[c. 25 August 1752]
Sire,
Vos réflexions valent bien mieux que mon ouvrage.
J'ay eu bien raison de dire quelque part que vous étiez le meilleur logicien que j'aye jamais entendu. Vous m'épouvantez. J'ay bien peur pour le genre humain et pour moy que vous n'ayez tristement raison. Il serait affreux pourtant qu'on ne pût pas se tirer de là. Tâchez sire de n'avoir pas tant raison, car encor faut il bien, quand vous faites de Potsdam un paradis terrestre, que ce monde cy ne soit pas absolument un enfer. Un peu d'illusion, je vous en conjure, daignez m'aider à me tromper honnêtement.
Au bout du compte, les sottises crétiennes sont traittées icy comme elles le méritent, mais j'ay enfoncé le poignard avec respect. Le véritable but de cet ouvrage est la tolérance, et votre exemple à suivre. La relligion naturelle est le prétexte, et quand cette relligion naturelle se bornera à être bon père, bon amy, bon voisin il n'y aura pas grand mal.
Je me doute bien que L'article des remords est un peu problématique, mais encor vaut il mieux dire avec Ciceron, Platon, Marc Aurele, etc. que la nature nous donne des remords, que de dire avec la Métrie qu'il n'en faut point avoir.

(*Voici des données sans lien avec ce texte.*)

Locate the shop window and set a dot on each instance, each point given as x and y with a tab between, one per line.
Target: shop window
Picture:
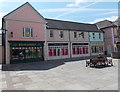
86	50
75	34
63	51
93	35
11	34
50	52
66	53
78	51
61	34
21	53
27	32
83	35
51	33
83	50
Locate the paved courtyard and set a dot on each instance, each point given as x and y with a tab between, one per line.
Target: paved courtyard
71	75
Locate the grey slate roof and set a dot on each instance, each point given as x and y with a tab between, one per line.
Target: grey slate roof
68	25
105	24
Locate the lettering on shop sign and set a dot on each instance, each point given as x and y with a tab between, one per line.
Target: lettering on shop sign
25	44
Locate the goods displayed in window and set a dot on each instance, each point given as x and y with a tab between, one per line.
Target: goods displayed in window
79	50
58	50
24	51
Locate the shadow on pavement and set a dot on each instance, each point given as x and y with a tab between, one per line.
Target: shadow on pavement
42	65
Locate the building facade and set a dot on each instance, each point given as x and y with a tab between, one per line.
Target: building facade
25	35
0	48
30	37
111	35
96	43
67	39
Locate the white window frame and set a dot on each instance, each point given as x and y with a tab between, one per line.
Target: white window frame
24	33
51	34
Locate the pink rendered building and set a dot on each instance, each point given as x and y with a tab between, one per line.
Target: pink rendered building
25	34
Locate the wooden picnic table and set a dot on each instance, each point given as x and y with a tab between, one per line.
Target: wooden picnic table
103	61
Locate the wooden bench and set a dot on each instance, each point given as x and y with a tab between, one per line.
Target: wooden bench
99	62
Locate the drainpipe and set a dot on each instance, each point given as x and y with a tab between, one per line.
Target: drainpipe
70	45
113	38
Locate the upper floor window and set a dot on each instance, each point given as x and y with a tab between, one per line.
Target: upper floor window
93	35
83	35
99	35
75	34
61	34
27	32
51	33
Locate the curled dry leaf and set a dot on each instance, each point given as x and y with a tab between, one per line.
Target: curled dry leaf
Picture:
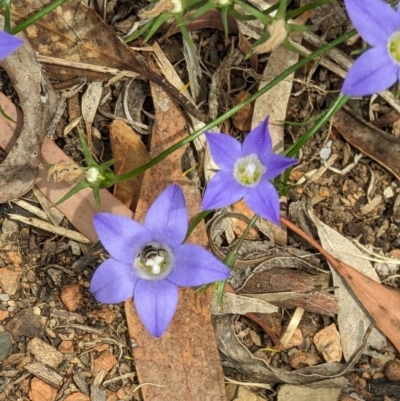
373	142
67	171
155	9
38	100
237	356
353	321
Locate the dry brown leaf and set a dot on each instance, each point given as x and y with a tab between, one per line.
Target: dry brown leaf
129	153
379	301
38	101
352	320
173	361
212	19
377	144
76	33
242	119
79	209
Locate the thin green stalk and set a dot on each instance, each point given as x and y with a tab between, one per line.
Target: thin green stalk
196	221
339	103
31	20
301	10
235	109
281	10
231	257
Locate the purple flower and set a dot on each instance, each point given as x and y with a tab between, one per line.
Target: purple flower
8	43
379	67
245	172
149	261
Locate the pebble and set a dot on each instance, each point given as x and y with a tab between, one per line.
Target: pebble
5	345
10	279
77	397
328	343
4	315
106	361
41	391
392	371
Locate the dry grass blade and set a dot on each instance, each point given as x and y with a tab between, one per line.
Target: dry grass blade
378	300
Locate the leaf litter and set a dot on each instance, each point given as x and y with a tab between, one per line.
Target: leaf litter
248	353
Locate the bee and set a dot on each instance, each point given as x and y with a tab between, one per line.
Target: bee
150	252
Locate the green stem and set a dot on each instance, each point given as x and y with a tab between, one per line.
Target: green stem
231	257
265	19
196	220
339	103
37	16
281	10
235	109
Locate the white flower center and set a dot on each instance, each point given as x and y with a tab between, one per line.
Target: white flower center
178	8
92	174
154	261
393	47
248	170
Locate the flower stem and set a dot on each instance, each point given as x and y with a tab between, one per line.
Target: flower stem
238	107
31	20
295	13
337	105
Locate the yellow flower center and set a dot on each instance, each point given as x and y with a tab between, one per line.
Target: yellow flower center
248	170
394	47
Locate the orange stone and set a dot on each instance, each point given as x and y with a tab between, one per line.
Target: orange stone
77	397
65	346
104	361
71	296
3	315
9	279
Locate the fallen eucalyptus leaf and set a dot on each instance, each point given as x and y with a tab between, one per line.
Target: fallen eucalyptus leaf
38	102
352	320
239	305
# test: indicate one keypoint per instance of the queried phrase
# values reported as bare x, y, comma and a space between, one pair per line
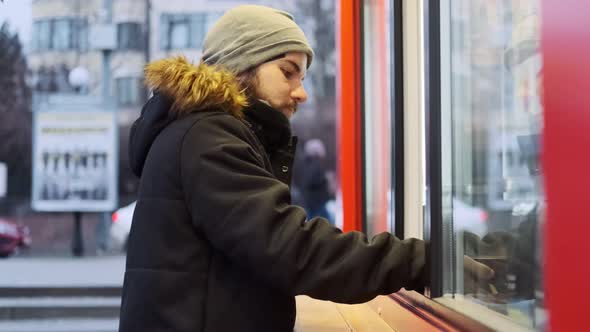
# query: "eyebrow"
297, 68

Je conçois très bien qu'Alexandre nommé général des grecs n'ait point eu plus de scrupule d'avoir tué des persans à Arbelles, que votre majesté n'en a eu d'avoir envoyé quelques impertinents autrichiens dans l'autre monde. Alexandre faisait son devoir en tuant des persans à la guerre, mais certainement il ne le faisait pas en assassinant son amy après soupé.
Au reste il s'en faut baucoup que l'ouvrage soit achevé. Je profite déjà des remarques dont vous daignez m'honorer. Je supplierai votre majesté de vouloir bien me le renvoyer avant qu'elle parte pour la Silésie. Il est difficile de définir la vertu, mais vous la faittes bien sentir. Vous en avez, donc elle existe. Or ce n'est pas la relligion qui vous la donne, donc vous la tenez de la nature, comme vous tenez d'elle votre rare esprit qui suffit à tout, et devant le quel mon âme se prosterne.
V.
Je remercie votre majesté autant que je L'admire.